Search code examples
pointersassemblyswitch-statement8051jump-table

high-speed case construct assembler + load DPTR fast - 8051


I'm currently implementing a serial routine for an 8051 IC (specifically AT89C4051) and I don't have much stack space or memory left, and in order for me to achieve a decent baud rate on the serial port (38K or better), I need to make a high speed case construct since in my serial port interrupt routine, I'm building a packet and checking it for validity.

Assume we are in the serial interrupt and R0 is the address to the memory space in which data is to be received. Let's assume start address is 40h

So here we go with a bunch of compares:

Branching via many compares

serial:
    mov A,SBUF
    mov @R0,A
    mov A,R0
    anl A,#07h ;our packet is 8 bytes so get current packet # based on what we stored so far
    cjne A,#0h,nCheckMe ;this gets scanned if A=7... waste 2 clock cycles
        //We're working on first byte 
        ajmp theend
    nCheckMe:    
    cjne A,#1h,nCheckThem ;this gets scanned if A=7... waste 2 clock cycles
        //We're working on second byte 
        ajmp theend
    nCheckThem:    
    ...
    cjne A,#7h,nCheckEnd
        //We're working on last byte 
        ajmp theend
    nCheckEnd:    
    theend:
    inc R0
reti

The above code might be practical at first but as the current byte in the packet to work on increases, the routine runs 2 clock cycles slower each time because of the extra "cjne" instruction processing. For example, if we are on the 7th byte, then "cjne" would happen many times because it has to scan through each case which adds slowness.

Branching via jump

Now I thought of using just a jump but I can't figure out how to load DPTR at high speed because the interrupt can get called even when some other process is using the value of DPTR.

I thought of this code:

serial:
    mov A,SBUF
    mov @R0,A
    mov A,R0
    anl A,#07h ;our packet is 8 bytes so get current packet # based on what we stored so far
    swap A ;multiply A times 16 and
    rr A ;divide A by 2 so we get address times 8 since each block uses 8 bytes of code space.

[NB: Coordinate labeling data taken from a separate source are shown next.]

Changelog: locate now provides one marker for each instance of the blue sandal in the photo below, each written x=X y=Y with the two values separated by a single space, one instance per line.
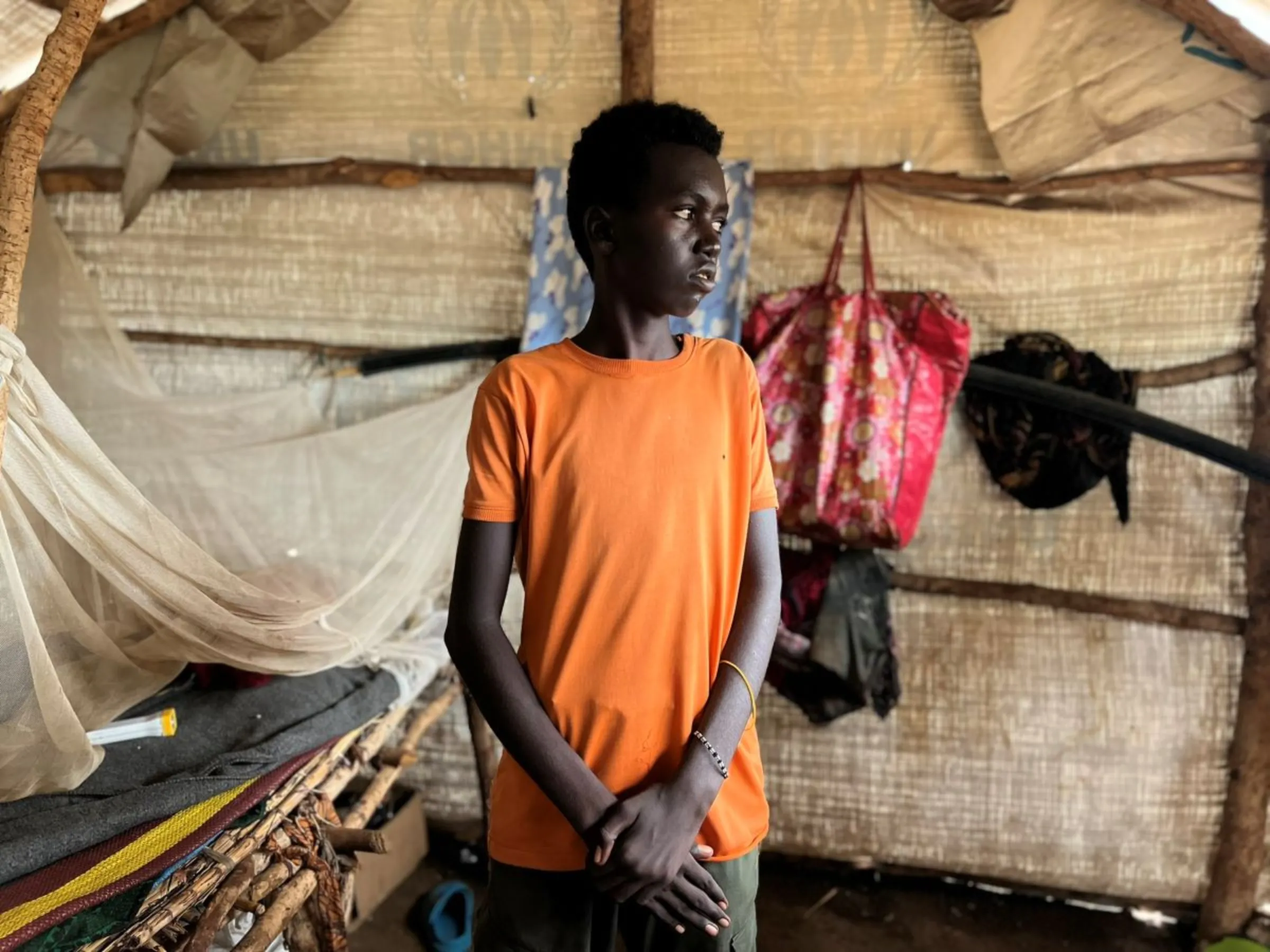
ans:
x=448 y=918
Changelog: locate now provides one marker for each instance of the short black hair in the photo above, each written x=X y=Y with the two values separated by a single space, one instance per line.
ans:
x=610 y=159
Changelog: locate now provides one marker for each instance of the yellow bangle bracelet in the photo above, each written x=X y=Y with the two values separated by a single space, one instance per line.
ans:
x=754 y=705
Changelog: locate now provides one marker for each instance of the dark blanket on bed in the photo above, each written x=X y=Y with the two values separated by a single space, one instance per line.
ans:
x=223 y=739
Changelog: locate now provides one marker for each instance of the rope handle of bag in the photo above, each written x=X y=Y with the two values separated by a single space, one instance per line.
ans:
x=832 y=268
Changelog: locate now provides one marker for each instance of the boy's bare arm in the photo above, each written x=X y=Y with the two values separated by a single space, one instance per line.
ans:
x=484 y=658
x=645 y=835
x=483 y=655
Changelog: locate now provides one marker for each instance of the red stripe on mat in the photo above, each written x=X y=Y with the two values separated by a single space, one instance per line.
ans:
x=54 y=877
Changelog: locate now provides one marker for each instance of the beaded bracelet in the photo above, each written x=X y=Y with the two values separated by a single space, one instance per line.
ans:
x=719 y=763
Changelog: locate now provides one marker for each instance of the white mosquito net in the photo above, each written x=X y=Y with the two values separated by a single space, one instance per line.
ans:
x=141 y=532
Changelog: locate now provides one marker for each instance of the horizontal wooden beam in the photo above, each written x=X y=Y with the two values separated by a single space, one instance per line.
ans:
x=1126 y=608
x=1222 y=29
x=1179 y=376
x=351 y=172
x=1223 y=366
x=106 y=37
x=338 y=172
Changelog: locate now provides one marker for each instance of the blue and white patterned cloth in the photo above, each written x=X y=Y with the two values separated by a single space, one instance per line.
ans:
x=560 y=289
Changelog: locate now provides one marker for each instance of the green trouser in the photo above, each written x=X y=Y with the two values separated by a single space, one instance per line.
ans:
x=528 y=911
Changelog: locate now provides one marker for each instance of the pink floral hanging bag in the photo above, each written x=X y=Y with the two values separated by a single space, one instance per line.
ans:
x=856 y=390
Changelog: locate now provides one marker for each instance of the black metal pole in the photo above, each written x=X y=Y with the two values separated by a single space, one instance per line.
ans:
x=1113 y=414
x=441 y=353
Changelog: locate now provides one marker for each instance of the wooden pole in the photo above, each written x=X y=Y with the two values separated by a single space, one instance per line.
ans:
x=22 y=148
x=1241 y=851
x=966 y=11
x=1223 y=29
x=1127 y=608
x=638 y=18
x=353 y=172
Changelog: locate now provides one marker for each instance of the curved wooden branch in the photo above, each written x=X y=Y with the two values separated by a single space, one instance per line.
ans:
x=1126 y=608
x=1222 y=29
x=351 y=172
x=1223 y=366
x=383 y=782
x=24 y=144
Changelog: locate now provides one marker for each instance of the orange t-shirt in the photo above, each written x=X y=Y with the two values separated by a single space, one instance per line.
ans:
x=633 y=483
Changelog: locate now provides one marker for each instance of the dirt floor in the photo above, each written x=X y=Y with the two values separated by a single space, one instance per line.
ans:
x=808 y=908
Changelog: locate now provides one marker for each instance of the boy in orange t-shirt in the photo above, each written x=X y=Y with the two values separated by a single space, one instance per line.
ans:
x=627 y=473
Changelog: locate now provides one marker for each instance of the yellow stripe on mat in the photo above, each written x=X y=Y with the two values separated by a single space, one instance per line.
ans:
x=144 y=849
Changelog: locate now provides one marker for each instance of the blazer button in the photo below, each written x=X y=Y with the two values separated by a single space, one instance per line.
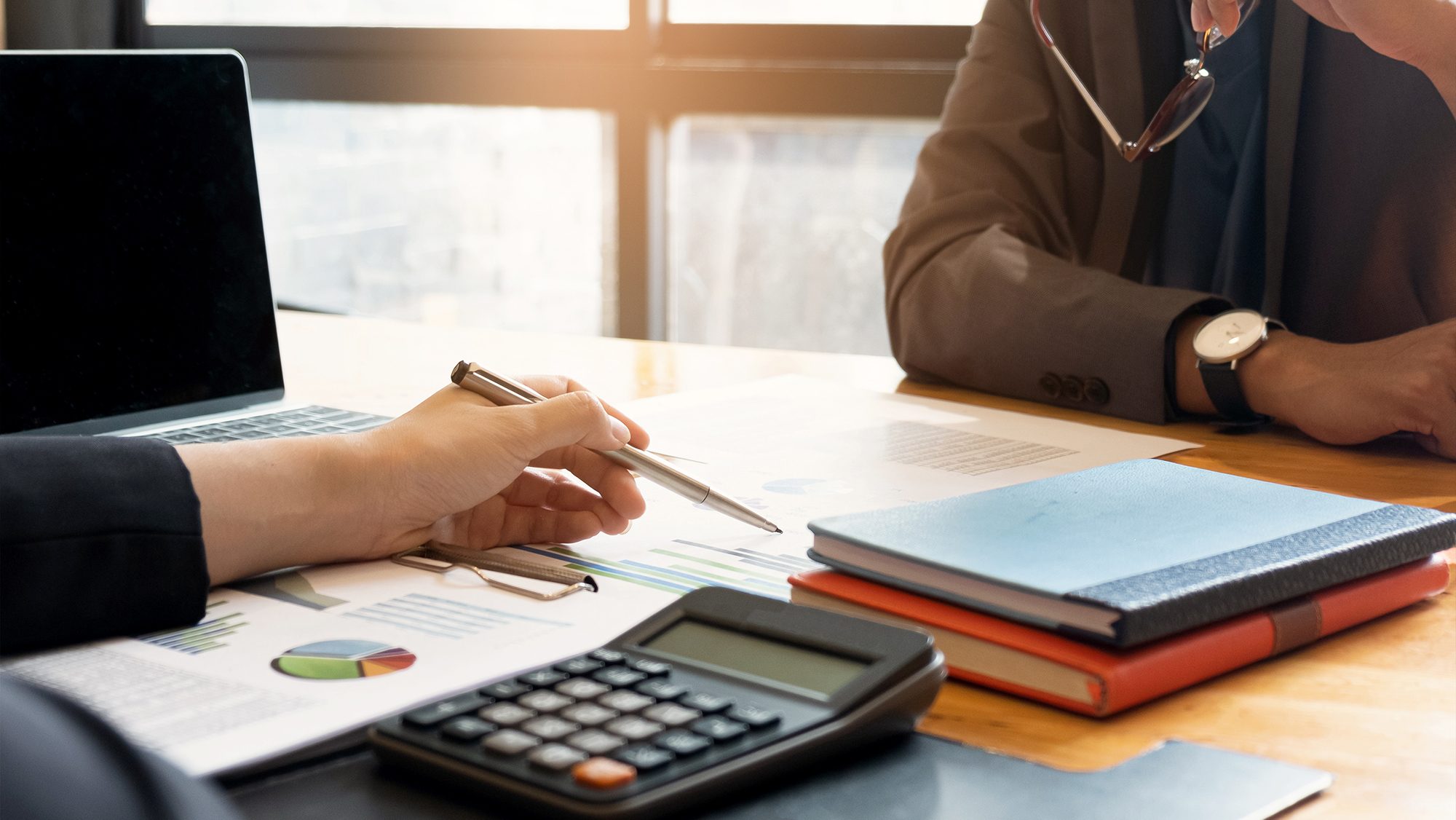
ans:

    mov R3,DPH ;save DPTR high byte without breaking stack
    mov R6,DPL ;save DPTR low byte
    mov dptr,#table
    jmp @A+DPTR
    theend:
    mov DPL,R6 ;restore DPTR low byte
    mov DPH,R3 ;restore DPTR high byte
    inc R0     ;move on to next position
reti
table:
;insert 8 bytes worth of code for 1st case
;insert 8 bytes worth of code for 2nd case
;insert 8 bytes worth of code for 3rd case
...
;insert unlimited bytes worth of code for last case

In my code, R3 and R6 were free so I used them to store the old DPTR value but those mov instructions as well as loading the new DPTR value take 2 cycles each for 10 cycles total (including restoring old value).

Is there a faster way to process a case construct in 8051 assembly code so that my serial routine processes faster?


Solution

  • Don't run logic in the ISR if possible. If you insist, you might be able to assign DPTR to the ISR and only use it in very short pieces of normal code with interrupts disabled. Alternatively, a PUSH+RET trick could work.

    Here is a chained approach, where each processed character just sets the address for the next step. If you can ensure the steps are within the same 256 byte block, you only ever need to update the low byte. The total overhead is 8 cycles, but you also save the 4 cycles for the arithmetic so it's a win of 6 cycles.

    .EQU PTR, 0x20  ; two bytes of SRAM
    
    ; Initialize PTR to address of step1 
    
    serial:
        push PTR
        push PTR+1
        ret
    
    step1:
        ; do stuff
        mov PTR, #low8(step2)
        reti
    
    last_step:
        ; do stuff
        mov PTR, #low8(step1)
        reti